There’s a motto of my church’s religious education, a “chalice-lighting” that hangs on the wall to be spoken near the beginning of worship. “Let us light a candle of understanding in our hearts, so that we may understand how other people think and feel.” It’s a good lesson for children, who begin (if they are lucky) as idolized masters of all they survey, and two mere decades later must find their way alone across the world’s savage trading floor, seeking direction amidst a multitude of other atoms who shriek their claims of value. If children don’t learn that there are other people, and that those other people think and feel, there’s not much safety to be had in this world. If they don’t learn to hear some of those thoughts and feelings as comparable to their own, there’s not much happiness. But what should we grownups do if we come to understand that what my neighbor thinks and feels is a transcendental desire to kill us, and our children?

We learned a lot on the eleventh of September eight years ago about what some other people think and feel, and I doubt that we are better for the knowledge. We may think that some proper, timely intervention, by force or by more perfect love, might have forestalled this moral disaster; but the disaster was not forestalled and we got the message right between the eyes, that some people would give their lives to end the lives we cherish. The choices before us now are perilous, pricey and ugly.

It makes me nostalgic for an older form of life, when isolation had a logic. Some places that were hell on earth could be ignored, because they had no power to bring their hell to us. Leave them alone, you can’t fix it, they can’t touch us here. But now a fanatic on dialysis, fugitive in mountains at the end of the earth, can make me gasp every time I – or a child of mine – goes down the subway steps. I wish he and I had never met.

I heard a student minister say he had taken a vow of transparency, never to tell any lies. He didn’t learn how I thought and felt about his vow, because I didn‘t tell him. My God, I thought, the parish will eat you alive; and as for your private life, Lord ‘a' mercy, who will live with your barrage of Too Much Information? These things he’ll have to learn on his own.

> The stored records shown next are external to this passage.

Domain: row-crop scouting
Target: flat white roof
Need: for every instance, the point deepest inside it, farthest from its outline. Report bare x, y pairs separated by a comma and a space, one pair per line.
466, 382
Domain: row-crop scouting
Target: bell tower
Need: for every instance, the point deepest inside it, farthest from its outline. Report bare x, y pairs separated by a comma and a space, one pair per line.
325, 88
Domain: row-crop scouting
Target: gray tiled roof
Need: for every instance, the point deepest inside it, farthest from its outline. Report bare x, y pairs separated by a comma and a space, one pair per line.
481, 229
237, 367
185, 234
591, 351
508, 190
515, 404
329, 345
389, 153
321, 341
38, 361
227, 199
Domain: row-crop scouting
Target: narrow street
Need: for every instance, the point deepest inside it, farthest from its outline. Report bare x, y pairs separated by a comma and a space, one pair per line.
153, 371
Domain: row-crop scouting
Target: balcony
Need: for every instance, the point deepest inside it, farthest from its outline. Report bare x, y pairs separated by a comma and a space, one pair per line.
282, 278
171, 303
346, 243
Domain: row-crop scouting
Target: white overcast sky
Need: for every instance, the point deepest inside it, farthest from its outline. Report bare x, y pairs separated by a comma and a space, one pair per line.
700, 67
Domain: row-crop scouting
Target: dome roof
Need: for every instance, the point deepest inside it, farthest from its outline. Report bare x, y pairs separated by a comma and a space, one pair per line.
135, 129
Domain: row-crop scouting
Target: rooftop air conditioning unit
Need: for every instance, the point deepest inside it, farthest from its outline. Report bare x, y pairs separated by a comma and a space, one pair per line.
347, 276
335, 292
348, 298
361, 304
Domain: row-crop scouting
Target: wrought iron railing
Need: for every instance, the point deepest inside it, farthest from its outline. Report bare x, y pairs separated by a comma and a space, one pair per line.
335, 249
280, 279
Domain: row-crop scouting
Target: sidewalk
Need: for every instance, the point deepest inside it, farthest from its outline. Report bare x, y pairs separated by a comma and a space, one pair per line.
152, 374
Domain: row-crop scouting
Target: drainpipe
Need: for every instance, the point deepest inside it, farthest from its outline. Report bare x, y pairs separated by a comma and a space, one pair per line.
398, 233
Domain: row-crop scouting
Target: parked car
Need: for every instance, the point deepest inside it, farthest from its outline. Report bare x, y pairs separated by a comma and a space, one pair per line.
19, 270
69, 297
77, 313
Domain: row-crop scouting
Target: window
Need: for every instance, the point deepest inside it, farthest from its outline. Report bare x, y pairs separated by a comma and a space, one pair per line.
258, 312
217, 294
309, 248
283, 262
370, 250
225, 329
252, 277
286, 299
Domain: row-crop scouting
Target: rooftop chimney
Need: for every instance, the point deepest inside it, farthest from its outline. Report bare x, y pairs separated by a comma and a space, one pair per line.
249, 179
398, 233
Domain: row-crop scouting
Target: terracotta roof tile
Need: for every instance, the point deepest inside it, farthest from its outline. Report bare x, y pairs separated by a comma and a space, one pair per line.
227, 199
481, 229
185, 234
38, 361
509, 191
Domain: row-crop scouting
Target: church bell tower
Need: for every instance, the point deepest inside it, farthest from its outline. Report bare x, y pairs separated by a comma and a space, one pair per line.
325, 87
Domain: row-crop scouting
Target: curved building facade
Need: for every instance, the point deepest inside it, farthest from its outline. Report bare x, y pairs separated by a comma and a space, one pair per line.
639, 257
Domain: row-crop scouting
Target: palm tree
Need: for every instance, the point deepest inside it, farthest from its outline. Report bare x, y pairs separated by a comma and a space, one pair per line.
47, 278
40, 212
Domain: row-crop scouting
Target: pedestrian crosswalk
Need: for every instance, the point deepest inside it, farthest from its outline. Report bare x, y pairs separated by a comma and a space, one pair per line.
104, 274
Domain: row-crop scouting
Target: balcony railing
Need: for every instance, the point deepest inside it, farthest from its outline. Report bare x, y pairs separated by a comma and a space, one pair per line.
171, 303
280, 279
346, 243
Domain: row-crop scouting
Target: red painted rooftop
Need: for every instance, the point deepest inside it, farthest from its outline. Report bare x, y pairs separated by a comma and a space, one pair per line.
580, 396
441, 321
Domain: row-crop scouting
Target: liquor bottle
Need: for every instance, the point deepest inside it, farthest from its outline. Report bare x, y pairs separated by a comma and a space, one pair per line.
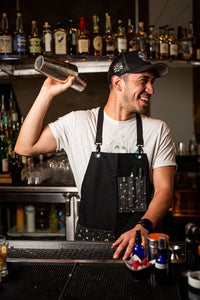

I’ve lived with the same person for forty-two years, and I don’t know everything she thinks and feels, nor she of me. Emerson said the Eye – Shakespeare’s I -- is the First Circle. Each of us stands in the center of the horizon that our eye marks out, and if you stand within my circle (and I yours), we might eye each other. We are not identical. Our circles would intersect but, drawn from different centers, they are not the same. I do not comprehend all of you, nor you of me (unless one of us were master, one the slave.) There are reaches of you that, because of my love, I shall never see. You shall not be dissolved in me. Keep something to yourself, for the love of God. Love has its expression, but intimacy has its timely reticence. As for agape, its limits give it life.